05.09.05

Shincha & First Flush Green Tea

Posted in Green Tea in General at 2:03 pm by site admin

This topic causes quite a bit of confusion. Since the first harvest just came out, perhaps now would be a good time to discuss this.

First, a few terms to know. First flush and first harvest green tea are the same thing, that being the green tea harvested from the first harvest in late April-early May, depending on the weather. The growers here in Japan can get a good idea when the harvest will take place based on when the cherry trees bloom first, and this year both the cherry blossoms and the first harvest were a week behind.

Shincha - This means “new tea” in Japanese. This refers to the first flush (aka first harvest) sencha green tea that is immediately packaged and put up for sale after being harvested and processed.

About a month or so after the first harvest is the second harvest. All together, there are about 3-4 harvests, ending in fall. The quality of tea goes down with each successive harvest. While the second harvest isn’t too bad, if you want “the best”, you will want the a first flush green tea.

The key thing to understand is this - while all shincha is first harvest, not all first harvest is shincha. Why is that? The reason for that is most of the first harvest is put away into cold storage so that it can be pulled throughout the year as needed. If you want first harvest tea in say, November, what you will actually get (provided it wasn’t sitting on a shelf since April - bad!) is a tea that was pulled from deep refrigeration and packaged right before it was sold. This green tea is knows as “kuradashi sencha”, which means basically “sencha pulled from the storehouse” in English.

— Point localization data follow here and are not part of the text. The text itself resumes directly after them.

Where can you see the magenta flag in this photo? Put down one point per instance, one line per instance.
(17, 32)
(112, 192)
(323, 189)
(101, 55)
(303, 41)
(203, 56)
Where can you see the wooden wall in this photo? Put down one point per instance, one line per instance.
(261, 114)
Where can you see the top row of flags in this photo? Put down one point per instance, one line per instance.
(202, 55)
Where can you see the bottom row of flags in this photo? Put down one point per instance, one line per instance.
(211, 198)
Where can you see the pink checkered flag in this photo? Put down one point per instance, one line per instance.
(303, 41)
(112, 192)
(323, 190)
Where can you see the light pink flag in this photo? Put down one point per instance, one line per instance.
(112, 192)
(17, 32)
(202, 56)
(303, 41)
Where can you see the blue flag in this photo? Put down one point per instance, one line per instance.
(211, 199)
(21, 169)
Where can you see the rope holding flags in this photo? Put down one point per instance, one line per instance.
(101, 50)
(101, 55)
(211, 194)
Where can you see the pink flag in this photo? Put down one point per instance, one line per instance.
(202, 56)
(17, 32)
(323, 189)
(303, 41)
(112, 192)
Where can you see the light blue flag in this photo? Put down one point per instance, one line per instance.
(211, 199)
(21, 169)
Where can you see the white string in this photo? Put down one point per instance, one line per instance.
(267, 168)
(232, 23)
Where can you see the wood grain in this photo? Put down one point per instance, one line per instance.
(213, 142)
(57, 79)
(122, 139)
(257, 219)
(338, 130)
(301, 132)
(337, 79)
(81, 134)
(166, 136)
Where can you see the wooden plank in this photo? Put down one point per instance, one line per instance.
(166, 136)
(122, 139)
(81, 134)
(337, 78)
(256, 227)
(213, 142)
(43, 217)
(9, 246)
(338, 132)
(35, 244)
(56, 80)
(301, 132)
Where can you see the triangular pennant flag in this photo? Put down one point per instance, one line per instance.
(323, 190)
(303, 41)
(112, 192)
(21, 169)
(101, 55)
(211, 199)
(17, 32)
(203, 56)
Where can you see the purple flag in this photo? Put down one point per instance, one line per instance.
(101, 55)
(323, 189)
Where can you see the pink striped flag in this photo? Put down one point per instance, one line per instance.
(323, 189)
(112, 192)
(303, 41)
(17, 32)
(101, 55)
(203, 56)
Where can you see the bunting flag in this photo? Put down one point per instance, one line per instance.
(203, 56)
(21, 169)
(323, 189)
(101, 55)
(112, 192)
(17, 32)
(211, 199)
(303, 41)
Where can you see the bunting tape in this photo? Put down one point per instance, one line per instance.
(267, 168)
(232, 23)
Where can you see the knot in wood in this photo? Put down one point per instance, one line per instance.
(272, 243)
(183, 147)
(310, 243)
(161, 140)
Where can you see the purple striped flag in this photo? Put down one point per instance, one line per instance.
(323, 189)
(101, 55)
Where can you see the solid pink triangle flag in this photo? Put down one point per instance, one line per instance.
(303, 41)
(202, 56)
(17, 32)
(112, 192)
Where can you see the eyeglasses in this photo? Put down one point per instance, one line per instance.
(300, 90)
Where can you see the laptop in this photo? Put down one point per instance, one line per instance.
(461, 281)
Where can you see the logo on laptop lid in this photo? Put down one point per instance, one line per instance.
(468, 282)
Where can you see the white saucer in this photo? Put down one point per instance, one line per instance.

Technically, the “freshest” green tea of the entire year is the shincha availabe from late April through about June or July, as supplies last. Those first harvest green teas taken throughout the rest of the year are also quite good; you’ll be hard pressed to tell the difference.

Gyokuro, the green tea grown under shade, is considered to be the highest quality, most expensive of the Japanese green teas, and there is only one harvest. Additionally, most gyokuro is aged for a few months under refrigeration, so there really is no “shincha” gyokuro per se. Most teas like genmaicha, bancha, houjicha come from the 3rd harverst or later. While not considered as high class as a first flush sencha or gyokuro, these teas are nevertheless quite tasty and should not be discounted.